Vous verrez, mes enfants, vous verrez, sales petits cons qui n'êtes jamais là quand on vous appelle. Vu d'ici, tout se renverse : les jours vides ont l'air d'avoir passé à toute vitesse, tandis que les jours remplis paraissent s'être étendus sur de très longues durées. La mémoire inverse le poids du temps. En ce moment, il me semble que tout est immobile, chaque heure dure comme une vie. Mais si je me retourne vers les mois passés, ils ne pèsent presque rien. On ne peut pas avoir à la fois l'intensité et l'éternité, sinon dans le souvenir.
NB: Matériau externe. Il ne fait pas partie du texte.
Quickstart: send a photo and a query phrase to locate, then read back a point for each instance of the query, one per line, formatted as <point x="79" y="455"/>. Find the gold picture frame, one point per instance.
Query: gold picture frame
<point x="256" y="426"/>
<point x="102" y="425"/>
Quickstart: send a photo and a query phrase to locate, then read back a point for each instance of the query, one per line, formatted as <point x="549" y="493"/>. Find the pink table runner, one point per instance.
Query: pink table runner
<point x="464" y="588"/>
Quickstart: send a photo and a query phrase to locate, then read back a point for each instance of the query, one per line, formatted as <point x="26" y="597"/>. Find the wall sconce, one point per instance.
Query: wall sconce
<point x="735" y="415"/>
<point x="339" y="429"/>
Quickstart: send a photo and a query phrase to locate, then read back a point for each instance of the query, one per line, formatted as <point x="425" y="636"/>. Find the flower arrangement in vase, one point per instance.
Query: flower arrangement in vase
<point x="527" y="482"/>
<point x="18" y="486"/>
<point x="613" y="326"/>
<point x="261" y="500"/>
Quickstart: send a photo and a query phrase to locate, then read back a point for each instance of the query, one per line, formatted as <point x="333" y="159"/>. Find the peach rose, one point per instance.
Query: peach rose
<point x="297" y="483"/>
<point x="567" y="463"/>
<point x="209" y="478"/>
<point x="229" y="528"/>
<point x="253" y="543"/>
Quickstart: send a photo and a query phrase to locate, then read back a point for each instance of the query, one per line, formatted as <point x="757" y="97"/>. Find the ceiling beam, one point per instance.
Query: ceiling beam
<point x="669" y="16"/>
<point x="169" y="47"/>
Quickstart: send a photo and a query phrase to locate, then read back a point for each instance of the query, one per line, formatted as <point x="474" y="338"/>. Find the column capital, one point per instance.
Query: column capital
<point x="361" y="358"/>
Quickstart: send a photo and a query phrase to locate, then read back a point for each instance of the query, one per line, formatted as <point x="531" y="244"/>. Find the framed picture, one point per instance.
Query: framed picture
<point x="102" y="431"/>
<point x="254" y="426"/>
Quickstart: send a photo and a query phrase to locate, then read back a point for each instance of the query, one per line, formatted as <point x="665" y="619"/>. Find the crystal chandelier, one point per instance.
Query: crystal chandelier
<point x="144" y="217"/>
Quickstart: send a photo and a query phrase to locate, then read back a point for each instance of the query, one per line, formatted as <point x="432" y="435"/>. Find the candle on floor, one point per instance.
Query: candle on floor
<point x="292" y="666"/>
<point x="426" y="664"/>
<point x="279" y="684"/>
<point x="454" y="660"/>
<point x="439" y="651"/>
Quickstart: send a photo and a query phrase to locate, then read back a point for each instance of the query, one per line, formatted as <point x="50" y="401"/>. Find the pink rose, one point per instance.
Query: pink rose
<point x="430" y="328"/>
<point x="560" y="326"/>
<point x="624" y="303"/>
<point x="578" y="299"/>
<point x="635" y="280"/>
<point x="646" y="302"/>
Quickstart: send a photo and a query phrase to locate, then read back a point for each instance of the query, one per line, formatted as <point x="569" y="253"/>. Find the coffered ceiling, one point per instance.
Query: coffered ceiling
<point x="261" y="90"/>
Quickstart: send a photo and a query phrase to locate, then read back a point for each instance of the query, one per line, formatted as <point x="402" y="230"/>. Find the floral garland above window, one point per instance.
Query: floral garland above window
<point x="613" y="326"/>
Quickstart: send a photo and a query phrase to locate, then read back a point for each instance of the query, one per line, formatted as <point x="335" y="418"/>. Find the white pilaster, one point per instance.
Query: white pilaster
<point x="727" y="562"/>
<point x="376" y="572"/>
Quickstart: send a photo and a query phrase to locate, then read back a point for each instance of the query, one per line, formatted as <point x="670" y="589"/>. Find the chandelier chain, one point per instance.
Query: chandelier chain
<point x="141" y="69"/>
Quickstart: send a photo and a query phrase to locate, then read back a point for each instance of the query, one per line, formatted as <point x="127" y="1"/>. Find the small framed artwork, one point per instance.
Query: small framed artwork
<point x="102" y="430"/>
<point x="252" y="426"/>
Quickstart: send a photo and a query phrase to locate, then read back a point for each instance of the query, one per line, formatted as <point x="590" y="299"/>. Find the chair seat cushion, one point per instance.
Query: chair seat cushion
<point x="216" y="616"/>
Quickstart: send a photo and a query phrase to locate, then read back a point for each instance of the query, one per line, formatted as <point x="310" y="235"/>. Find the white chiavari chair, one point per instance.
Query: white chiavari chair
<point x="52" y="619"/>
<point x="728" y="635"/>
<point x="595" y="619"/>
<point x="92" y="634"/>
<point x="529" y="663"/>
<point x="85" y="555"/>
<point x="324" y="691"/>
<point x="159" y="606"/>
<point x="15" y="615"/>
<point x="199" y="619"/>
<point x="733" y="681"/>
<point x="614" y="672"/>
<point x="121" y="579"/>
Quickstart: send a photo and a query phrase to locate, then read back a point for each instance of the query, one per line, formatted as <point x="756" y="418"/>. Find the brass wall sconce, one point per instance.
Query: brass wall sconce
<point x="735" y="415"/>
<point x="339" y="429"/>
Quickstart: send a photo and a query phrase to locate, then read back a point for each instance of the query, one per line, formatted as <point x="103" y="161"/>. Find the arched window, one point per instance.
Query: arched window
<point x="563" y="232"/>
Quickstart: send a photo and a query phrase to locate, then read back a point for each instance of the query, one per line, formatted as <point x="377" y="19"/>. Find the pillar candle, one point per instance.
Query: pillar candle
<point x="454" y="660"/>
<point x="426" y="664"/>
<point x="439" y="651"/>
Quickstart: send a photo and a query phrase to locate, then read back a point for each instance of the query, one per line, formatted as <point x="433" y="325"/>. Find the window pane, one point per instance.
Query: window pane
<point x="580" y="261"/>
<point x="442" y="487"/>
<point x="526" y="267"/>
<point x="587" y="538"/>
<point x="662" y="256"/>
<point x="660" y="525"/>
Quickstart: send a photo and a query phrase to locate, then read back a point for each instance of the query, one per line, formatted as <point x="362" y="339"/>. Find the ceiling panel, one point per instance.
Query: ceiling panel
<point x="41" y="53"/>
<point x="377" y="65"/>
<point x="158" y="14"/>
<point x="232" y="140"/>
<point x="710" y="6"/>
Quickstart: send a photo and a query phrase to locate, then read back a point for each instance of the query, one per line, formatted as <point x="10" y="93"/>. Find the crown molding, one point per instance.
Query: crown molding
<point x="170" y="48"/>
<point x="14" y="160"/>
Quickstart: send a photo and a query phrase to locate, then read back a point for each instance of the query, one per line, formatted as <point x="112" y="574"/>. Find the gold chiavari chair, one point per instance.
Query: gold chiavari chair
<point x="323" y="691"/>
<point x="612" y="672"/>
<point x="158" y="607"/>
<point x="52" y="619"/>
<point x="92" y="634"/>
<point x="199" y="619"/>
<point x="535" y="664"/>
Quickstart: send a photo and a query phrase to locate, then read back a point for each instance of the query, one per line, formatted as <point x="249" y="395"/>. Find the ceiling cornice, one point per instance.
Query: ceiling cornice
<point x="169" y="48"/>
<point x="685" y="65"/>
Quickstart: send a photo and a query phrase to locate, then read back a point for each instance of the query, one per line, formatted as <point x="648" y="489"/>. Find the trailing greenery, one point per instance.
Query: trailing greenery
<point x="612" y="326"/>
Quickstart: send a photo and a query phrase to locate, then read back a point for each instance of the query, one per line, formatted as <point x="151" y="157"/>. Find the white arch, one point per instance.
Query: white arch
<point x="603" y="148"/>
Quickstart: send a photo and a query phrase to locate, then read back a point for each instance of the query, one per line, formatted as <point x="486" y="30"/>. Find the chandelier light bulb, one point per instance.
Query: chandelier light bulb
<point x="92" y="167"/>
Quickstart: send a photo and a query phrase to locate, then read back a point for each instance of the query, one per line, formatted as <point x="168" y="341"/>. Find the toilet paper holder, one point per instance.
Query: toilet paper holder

Où êtes-vous, petits enfants qui n'êtes pas là ? Pourquoi ne venez-vous pas dans le château des échos morts, avec des compliments et des chansons appris à l'école, avec des dessins et des cendriers en papier mâché ? Pourquoi n'accourez-vous pas vous faire flatter la tête, recueillir sur la joue un bisou velu ? Il n'y a jamais eu d'enfants pour Mère-grand, pas de Petit Chaperon avec son pot de beurre et sa galette. Toujours elle a tenu tous les rôles, pépé, mémé, les petits enfants et le grand méchant loup. Elle se fait des enfants avec ce qu'elle a, comme on se refait un visage avec un bout de fesse. Elle les dorlote, elle les gâte, elle leur raconte des histoires, elle les gronde, les enfants qu'elle est, mais ils ne veulent pas l'écouter, ils restent dans leur coin, à bouder, à ne pas vouloir être. Tant pis pour leur gueule.